We'll begin with negligence. The elements of a cause of action sounding in negligence are:

1) Duty
2) Breach of Duty
3) Proximate Cause
4) Injury
5) Damages
6) Settlement Check (always make sure it's divisible by 3)

Negligence is all about being careful. That's it. That's all you need to remember. Was the defendant careful enough when he plowed his car into the Plaintiff. Or, to be more accurate, would a reasonable person have plowed into the Plaintiff after blowing off a stop sign.

The reasonable person standard is the sine quo non of negligence and its greatest fiction. The law's reasonable person is very reasonable and very careful. Don't be surprised if you and your friends do not have the sensibilities of the law's reasonable person.

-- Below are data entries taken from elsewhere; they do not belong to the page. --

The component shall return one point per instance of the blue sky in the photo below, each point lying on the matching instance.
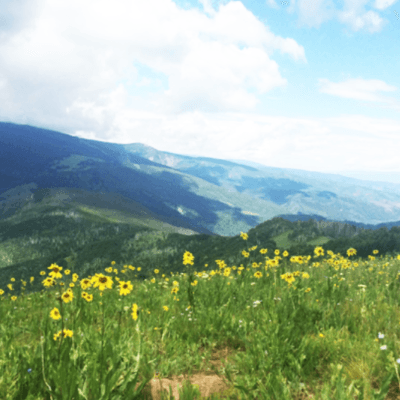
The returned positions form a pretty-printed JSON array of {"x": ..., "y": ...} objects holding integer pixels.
[{"x": 310, "y": 85}]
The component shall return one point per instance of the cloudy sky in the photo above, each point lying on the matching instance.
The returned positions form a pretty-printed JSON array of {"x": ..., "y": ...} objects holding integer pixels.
[{"x": 303, "y": 84}]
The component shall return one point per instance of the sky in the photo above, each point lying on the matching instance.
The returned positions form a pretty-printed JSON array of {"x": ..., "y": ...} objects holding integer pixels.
[{"x": 301, "y": 84}]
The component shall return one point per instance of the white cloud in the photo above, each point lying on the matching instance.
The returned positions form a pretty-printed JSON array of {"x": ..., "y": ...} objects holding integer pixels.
[
  {"x": 360, "y": 89},
  {"x": 383, "y": 4},
  {"x": 73, "y": 53}
]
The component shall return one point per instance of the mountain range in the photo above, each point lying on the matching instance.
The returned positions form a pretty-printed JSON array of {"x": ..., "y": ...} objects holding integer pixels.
[
  {"x": 191, "y": 194},
  {"x": 84, "y": 203}
]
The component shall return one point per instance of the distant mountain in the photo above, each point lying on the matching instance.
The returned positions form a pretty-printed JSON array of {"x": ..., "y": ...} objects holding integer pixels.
[{"x": 193, "y": 194}]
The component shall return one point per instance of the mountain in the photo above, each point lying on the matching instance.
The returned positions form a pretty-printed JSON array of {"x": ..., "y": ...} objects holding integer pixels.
[
  {"x": 84, "y": 203},
  {"x": 199, "y": 194}
]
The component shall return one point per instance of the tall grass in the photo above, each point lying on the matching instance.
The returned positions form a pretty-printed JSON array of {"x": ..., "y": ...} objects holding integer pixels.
[{"x": 293, "y": 329}]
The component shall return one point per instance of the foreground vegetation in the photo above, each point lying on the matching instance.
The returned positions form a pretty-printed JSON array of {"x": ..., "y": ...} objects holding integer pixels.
[{"x": 294, "y": 328}]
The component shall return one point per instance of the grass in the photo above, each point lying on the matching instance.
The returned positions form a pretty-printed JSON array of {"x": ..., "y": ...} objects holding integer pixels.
[{"x": 288, "y": 329}]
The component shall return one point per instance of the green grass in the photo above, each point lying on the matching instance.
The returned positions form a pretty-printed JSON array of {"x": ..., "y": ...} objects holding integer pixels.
[{"x": 292, "y": 328}]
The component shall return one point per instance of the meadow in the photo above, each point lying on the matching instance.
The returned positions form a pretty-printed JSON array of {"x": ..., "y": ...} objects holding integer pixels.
[{"x": 293, "y": 327}]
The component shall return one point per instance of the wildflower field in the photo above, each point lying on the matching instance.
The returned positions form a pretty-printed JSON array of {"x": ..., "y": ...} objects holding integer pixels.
[{"x": 292, "y": 328}]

In fact, Tweed successfully passed his torts classes using the George Costanza method - determining what he thought the law's reasonable person might do, and then using the opposite to answer questions.

Recent research indicates that the law's reasonable person would look something like one of the Easter Island statues. Others speculate that the law's reasonable person would look exactly the opposite of a composite of Ariel Sharon and Yasir Arafat.

Regardless, Stockton & Tweed suggest that if you ever come across the law's reasonable person, either kidnap him or her for your torts examine, or run shrieking.

Duty and Foreseeability

For some reason, law students get quite confused about these concepts. It may have to do with the atrocious writing that often graces judicial opinions. Duty and foreseeability are important concepts in negligence. Always remember, Duty is almost always a legal question. That is, for the judge to determine. Foreseeability is all wrapped up in determining whether an act is reasonable, a question for the jury.

If there is no legal duty, there can be no negligence. It does not matter how foreseeable an injury might be. Without a legal duty, you're off the hook.

Intentional Torts

Intentional Torts include assault, battery, false imprisonment, false arrest, all the really fun stuff.

This is where it gets tricky. In New York, the Statute of Limitations for negligence is three (3) years, with some exceptions. The Statute of Limitations for Intentional Torts is one (1) year. I'll assume most jurisdictions have a longer Statute of Limitations for negligence than for Intentional Torts. So, if you're going to commit a tortious act, say, against the asshole sitting next to you in Contracts, you have a decision to make. Go with the Intentional Tort when you punch him or feign a negligent act. This will all depend on how easy it will be for you to evade the Process Server. If you think you can get away with it, go with the negligent act. You'll have to lay low longer but there are generally no punitive damages. If it has to be an Intentional act, you'll only have to lay low for a year (+120 days, but that's another post). Also, try and avoid witnesses.